Чем более ко всему Афонька приглядывался, тем ясней ему становилось, как все было.

Те, неведомые воровские люди, напали врасплох. Нет, ворот они не срывали перед тем, как свершить свое воровское дело. Срывай они ворота, — казаки бы услышали шум и уж не дались бы, отстрелялись бы, отбились, отсиделись бы. Нет, те, неведомые разбойные люди, перелезли через тын тайно. Афонька, когда еще вкруг избенку обходил, приметил непоодаль от тына за избушкой лесину-сухостоину с сучками. Тогда он подивился:, зачем она? А теперь понял — по ней, как по лесенке, лезли через тын. Крадучись, обошли избушку и, втихую подобравшись к двери, махом растворили ее, привязав к дверному кольцу ремень, а вернее аркан.

Потом, когда дверь рывком распахнули, уже изготовившиеся вороги стали метать в избушку стрелы. В избе стрел много было, — опричь тех, что в телах побитых казаков торчали, — и в полу, и в стенах. Десятка с полтора насчитал их Афонька.

Побитые казаки, может, еще и живы были кое время, но потом, видать, их, Пораненных, добили с порога стрелами. Не пожалели стрел.

А неведомых ратных людей было много. Одних стрелявших было семь человек. Это Афонька по знаменам на стрелах смекнул, когда стали они стрелы подбирать и из убитых вынимать. Семь разных знамен насчитал Афонька.

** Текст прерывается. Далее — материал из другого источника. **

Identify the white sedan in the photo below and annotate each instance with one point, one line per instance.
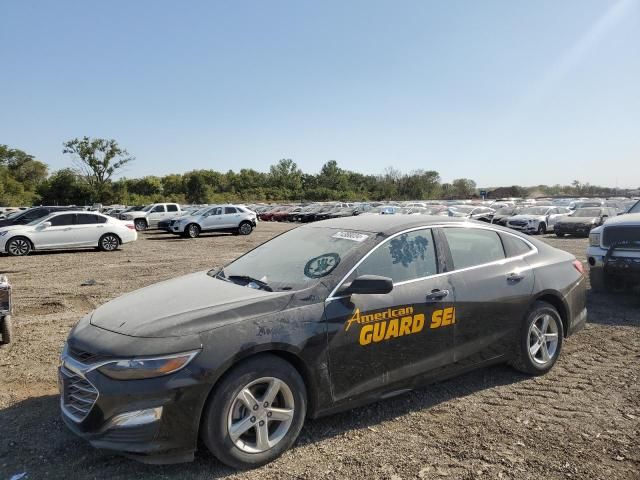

Постреляв казаков в зимовье, неведомые люди подперли дверь колом, — все ж, видать, боялись русских, выбили ворота и ушли.

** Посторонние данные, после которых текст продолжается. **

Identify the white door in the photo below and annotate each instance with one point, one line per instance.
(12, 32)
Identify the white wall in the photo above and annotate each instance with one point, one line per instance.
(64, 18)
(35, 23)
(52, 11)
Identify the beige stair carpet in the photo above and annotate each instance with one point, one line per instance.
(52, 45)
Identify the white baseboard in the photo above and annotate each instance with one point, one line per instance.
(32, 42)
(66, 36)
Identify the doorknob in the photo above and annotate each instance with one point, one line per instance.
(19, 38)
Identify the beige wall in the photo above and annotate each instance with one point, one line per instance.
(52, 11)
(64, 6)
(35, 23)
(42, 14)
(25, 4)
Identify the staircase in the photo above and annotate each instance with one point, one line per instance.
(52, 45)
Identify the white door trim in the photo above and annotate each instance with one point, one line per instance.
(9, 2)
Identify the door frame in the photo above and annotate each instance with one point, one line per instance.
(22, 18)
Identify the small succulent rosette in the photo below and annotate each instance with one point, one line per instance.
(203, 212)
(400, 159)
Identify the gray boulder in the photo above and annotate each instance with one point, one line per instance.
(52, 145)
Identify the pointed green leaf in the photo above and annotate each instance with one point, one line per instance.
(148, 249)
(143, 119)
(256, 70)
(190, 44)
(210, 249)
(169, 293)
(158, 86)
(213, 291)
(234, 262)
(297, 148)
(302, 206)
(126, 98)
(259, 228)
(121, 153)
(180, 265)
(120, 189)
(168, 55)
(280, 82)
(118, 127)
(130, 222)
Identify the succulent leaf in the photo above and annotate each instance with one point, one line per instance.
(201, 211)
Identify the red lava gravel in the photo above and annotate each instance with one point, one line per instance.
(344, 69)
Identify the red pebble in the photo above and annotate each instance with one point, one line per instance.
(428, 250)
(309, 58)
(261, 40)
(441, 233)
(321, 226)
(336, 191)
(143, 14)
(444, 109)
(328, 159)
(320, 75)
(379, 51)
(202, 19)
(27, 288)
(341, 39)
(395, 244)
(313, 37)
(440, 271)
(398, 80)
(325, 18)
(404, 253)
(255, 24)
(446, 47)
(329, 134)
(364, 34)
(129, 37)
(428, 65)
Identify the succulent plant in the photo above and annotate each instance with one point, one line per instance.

Кто они были? За что побили казаков? Почему, ничего не пограбив из скарба казацкого, ни из казны соболиной, ушли. Может, только для ради огненного боя и припасов к нему промысел над казаками учинили? Худо, что пищали к воровским людям попали.

И еще одно: куда остальные пять казаков делись? Тоже, поди, побиты, только не здесь, а в тайге? Сыщется ли их след? А может, и живы они? Может, в ясырь их увели?

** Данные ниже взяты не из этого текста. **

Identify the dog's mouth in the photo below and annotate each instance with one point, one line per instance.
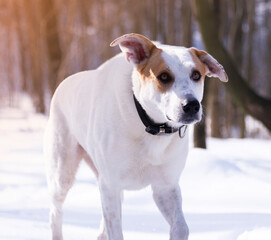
(184, 120)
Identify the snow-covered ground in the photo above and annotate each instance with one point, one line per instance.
(226, 191)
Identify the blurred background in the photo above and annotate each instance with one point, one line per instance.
(44, 41)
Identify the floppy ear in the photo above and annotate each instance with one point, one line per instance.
(214, 68)
(136, 47)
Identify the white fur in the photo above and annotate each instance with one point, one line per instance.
(93, 117)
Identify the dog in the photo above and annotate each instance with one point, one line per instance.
(128, 120)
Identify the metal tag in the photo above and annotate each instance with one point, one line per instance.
(182, 131)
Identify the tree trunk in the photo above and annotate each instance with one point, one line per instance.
(49, 27)
(253, 104)
(186, 22)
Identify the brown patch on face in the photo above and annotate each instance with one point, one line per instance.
(199, 65)
(155, 65)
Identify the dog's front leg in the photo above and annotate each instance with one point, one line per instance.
(169, 201)
(111, 204)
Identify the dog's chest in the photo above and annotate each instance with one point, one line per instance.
(147, 162)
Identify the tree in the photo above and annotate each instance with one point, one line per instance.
(49, 27)
(245, 97)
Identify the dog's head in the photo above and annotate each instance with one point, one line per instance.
(168, 80)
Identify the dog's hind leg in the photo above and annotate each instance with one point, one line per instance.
(63, 155)
(103, 235)
(169, 201)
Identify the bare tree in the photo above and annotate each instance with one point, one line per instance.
(245, 97)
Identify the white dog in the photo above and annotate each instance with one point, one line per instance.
(123, 119)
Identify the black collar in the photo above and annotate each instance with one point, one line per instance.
(155, 128)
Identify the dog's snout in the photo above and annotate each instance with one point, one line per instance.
(191, 107)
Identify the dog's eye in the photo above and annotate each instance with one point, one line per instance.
(196, 75)
(164, 77)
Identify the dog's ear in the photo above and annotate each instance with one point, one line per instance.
(214, 68)
(136, 47)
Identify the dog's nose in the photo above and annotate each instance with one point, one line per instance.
(192, 106)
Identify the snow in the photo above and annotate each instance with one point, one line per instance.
(226, 190)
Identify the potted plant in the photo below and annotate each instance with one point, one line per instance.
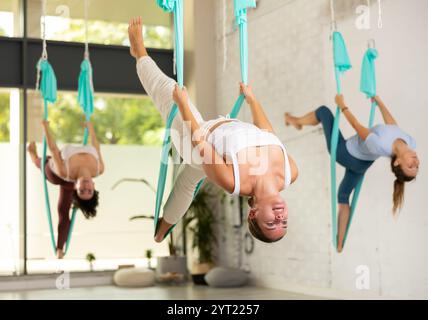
(200, 221)
(90, 257)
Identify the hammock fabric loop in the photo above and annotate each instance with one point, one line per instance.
(176, 6)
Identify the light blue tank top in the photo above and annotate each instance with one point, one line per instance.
(378, 143)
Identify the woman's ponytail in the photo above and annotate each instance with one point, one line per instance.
(399, 185)
(398, 196)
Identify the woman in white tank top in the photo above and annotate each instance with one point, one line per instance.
(242, 158)
(77, 165)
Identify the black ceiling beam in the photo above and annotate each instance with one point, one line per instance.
(113, 67)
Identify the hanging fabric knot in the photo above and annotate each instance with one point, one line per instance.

Не ответить на эти вопросы так сразу. Надо искать. А пока — совершить погребение мертвых.

Казаки наскоро вырыли невдалеке от зимовья три могилы. Похоронили, наскребли поверх земли, ветвей поболе навалили, чтоб зверь лесной не осквернил тела мертвых.

Пока погребали убитых казаков — стемнело. Ночевали в зимовье, прибрав спешно, что можно было. На воле было бы лучше, потому как в зимовье дух стоял тяжелый, но пришлось для опасности запереться в избенке. Караул по очереди несли.

Утром Афонька стал держать совет с Елисейкой и Костькой, как быть дальше? Возвращаться ли в Канский острожек или искать остальных пятерых казаков. Судили-рядили, все утро прикидывали и так и этак. Афонька все стоял на одном — надобно искать. А искать так: выйти к какому ни есть улусу, что первый попадется, и там вести добывать. Местные люди должны знать, где и что случилось когда.

Из всех трех казаков никто ранее не бывал в этих местах. Потому, где улусы искать, — не ведали. Ну, где как не по воде! Идти по речке выше зимовья или по ручью — обязательно какое жилье встретишь. Так растолковывал Афонька своим товарищам, когда те засомневались, как искать пропавших. На том и порешили, чтоб заутро выйти по речке вверх. А пока все, что есть в зимовье, осмотреть и прибрать, что есть еще хорошее, захватить с собой, дабы отдать сродственникам, у кого они есть, или на воеводский двор. Чтоб ничего в зимовье не оставить.

Весь день они провели в сборах, подладили лодку для долгого, быть может, пути и легли спать.

Утром, едва занялась заря, казаки поднялись и спешно погрузились в лодку.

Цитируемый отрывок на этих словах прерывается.